Hmm I have the latest... I think it may have something to do with CORS. With the change of adding CORS config to a separate YAML file. I am having a hard time finding out how to make this work correctly....

Ok so While I was typing this I logged some connections. It appears that I need to be sending my requests to drupal using withCredentials set to true. Since jdrupal is using XMLHttpRequest; I am unable to use angular's httpprovider interceptor to change the withCredentials on the request.

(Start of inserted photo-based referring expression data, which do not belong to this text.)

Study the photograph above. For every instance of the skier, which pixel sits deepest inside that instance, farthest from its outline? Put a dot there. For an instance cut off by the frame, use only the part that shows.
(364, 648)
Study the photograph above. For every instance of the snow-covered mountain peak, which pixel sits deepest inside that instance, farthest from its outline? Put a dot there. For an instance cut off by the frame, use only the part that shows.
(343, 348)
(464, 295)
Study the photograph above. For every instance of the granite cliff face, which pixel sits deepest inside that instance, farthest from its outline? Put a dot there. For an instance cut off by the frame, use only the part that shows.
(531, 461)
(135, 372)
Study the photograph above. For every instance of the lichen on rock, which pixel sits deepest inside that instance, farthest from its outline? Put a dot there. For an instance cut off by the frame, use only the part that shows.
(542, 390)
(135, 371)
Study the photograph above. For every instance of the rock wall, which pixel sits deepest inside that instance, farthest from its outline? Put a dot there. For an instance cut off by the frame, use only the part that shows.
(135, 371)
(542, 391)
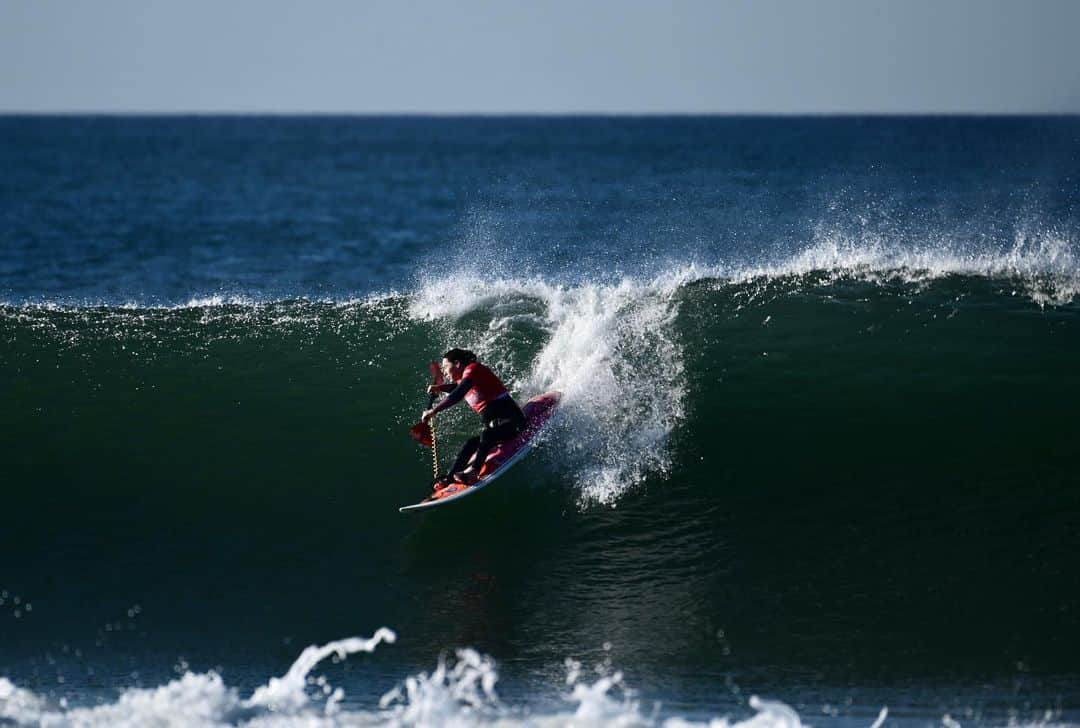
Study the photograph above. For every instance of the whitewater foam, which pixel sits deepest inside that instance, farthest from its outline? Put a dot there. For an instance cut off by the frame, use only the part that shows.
(460, 691)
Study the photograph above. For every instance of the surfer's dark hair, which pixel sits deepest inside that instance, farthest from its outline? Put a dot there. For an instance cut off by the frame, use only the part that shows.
(459, 356)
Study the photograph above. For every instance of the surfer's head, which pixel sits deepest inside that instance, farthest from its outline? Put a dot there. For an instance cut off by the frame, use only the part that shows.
(455, 362)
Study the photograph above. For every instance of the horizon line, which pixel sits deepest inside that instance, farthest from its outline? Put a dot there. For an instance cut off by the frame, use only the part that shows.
(496, 115)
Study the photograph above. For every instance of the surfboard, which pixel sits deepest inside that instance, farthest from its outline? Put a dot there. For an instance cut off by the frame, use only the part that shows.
(538, 412)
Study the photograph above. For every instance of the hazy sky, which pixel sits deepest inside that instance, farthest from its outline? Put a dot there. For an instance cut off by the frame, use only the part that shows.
(558, 56)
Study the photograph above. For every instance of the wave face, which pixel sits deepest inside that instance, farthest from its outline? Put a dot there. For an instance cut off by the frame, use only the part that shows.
(817, 444)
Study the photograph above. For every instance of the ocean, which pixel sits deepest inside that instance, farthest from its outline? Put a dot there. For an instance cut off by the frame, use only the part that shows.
(815, 462)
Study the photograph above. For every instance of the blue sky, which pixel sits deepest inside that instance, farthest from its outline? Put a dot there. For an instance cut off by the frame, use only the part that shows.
(461, 56)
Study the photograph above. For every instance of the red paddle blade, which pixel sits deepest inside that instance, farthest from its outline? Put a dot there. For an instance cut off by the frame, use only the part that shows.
(421, 433)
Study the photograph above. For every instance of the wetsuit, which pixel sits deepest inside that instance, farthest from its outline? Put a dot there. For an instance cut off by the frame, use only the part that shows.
(489, 399)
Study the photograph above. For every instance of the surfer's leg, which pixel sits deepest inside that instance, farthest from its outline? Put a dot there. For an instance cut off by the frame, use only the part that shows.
(490, 437)
(467, 452)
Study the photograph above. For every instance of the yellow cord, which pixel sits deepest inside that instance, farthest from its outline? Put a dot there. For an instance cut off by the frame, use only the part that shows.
(434, 449)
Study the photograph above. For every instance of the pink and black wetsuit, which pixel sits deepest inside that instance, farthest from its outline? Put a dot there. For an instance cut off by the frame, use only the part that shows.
(488, 398)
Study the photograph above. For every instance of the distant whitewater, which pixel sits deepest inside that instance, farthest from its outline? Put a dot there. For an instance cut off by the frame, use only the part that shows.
(817, 444)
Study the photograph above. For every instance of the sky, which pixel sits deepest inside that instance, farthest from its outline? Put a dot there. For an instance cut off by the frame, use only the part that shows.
(511, 56)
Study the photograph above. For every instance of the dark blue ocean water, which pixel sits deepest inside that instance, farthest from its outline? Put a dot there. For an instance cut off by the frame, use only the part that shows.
(818, 443)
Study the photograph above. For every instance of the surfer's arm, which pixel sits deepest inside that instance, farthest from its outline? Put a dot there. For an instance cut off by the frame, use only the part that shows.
(456, 395)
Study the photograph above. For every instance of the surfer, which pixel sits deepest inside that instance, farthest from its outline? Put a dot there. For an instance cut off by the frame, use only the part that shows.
(481, 388)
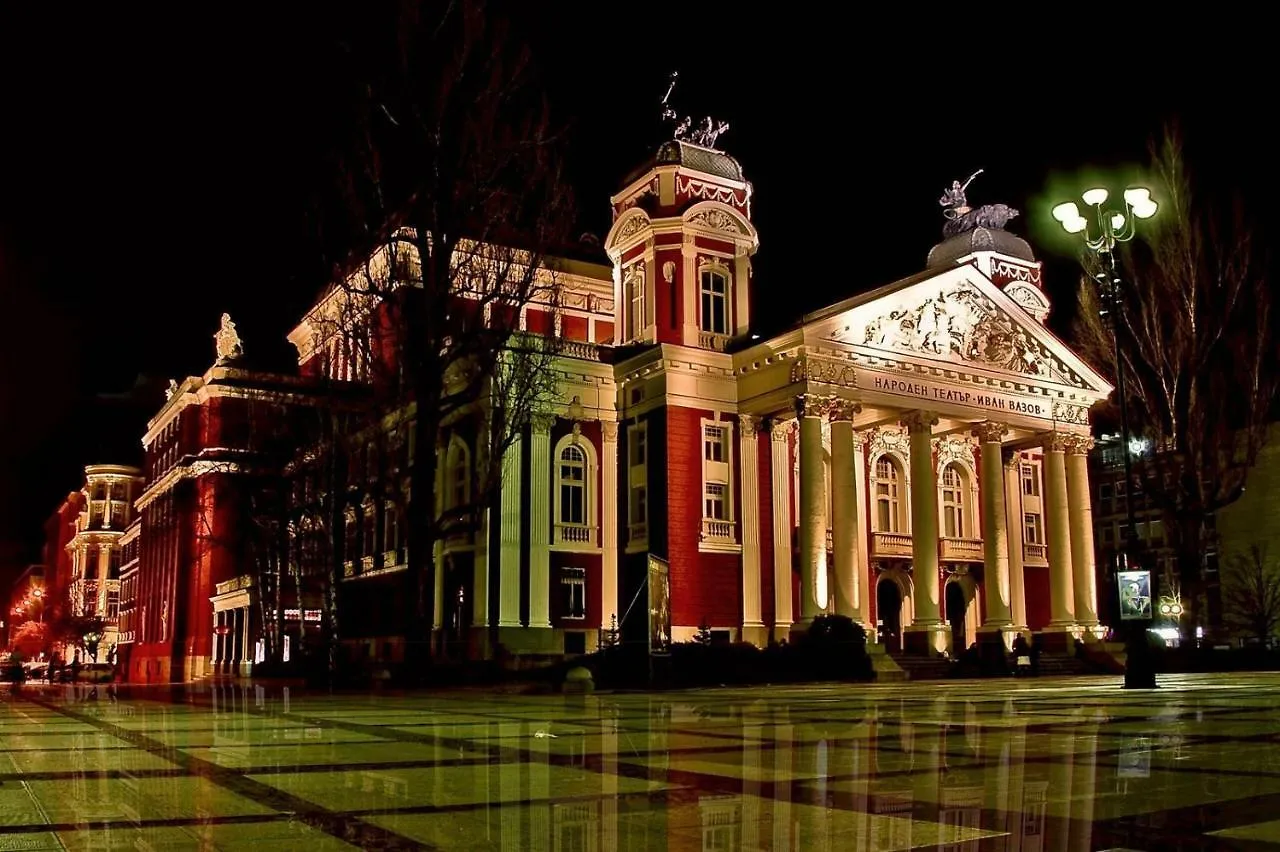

$httpProvider.interceptors.push([
      function() {
        return {
          request: function(config) {
            config.withCredentials = true;
            return config;
          }
        };
      }
    ]);

Instead I have to be able to do this:

jDrupal.connect = function() {
  return new Promise(function(resolve, reject) {
    var req = new XMLHttpRequest();
    req.withCredentials = true;

Maybe you have an idea?

[webdobe]

Well I found the:

/**
 * Pre process a rest call.
 * @param {XMLHttpRequest} xhr
 * @param {*} data
 */
function hook_rest_pre_process(xhr, data) {
  // Do stuff before the rest call...
}

So I bet I can do something with that. But where do I use the hook?

[webdobe]

Figured it out. I had to add drupal.modules['modulename'] = true; to my user service and add the

modulename_res_pre_process(xhr) {
 xhr.withCredentials = true;
}

Outside the service.

[jsheffers]

@webdobe Can you go into more detail in how/where you implemented this in your angular app?

[webdobe]

@jsheffers So the modulename_res_pre_process(xhr) function I placed in my user service file but outside the service. But you need to add the drupal.modules['modulename'] within your service. This is then added to every rest call stating that your sending withCredentials. The rest of the CORS configuration is done in the services.yml file in drupal 8.x-3.x+

My Cors config looks like this (sites/default/services.yml):

  cors.config:
    enabled: true
    # Specify allowed headers, like 'x-allowed-header'.
    allowedHeaders: ['*']
    # Specify allowed request methods, specify ['*'] to allow all possible ones.
    allowedMethods: ['*']
    # Configure requests allowed from specific origins. 
    allowedOrigins: ['http://localhost:9000'] // or to my live site https://jesselongacre.com you need this otherwise the browser will say the drupal side rejected it.
    # Sets the Access-Control-Expose-Headers header.
    exposedHeaders: false
    # Sets the Access-Control-Max-Age header.
    maxAge: false
    # Sets the Access-Control-Allow-Credentials header. // this is where the withCredentials is supported
    supportsCredentials: true

Make sure to clear your cache after making the cors changes as drupal 8 I believe caches all this.

Additionally, you may need to setup # cookie_domain: '.example.com' in your services.yml file this will make sure that your cookies are passed to the app. Hense the withCredentials bit.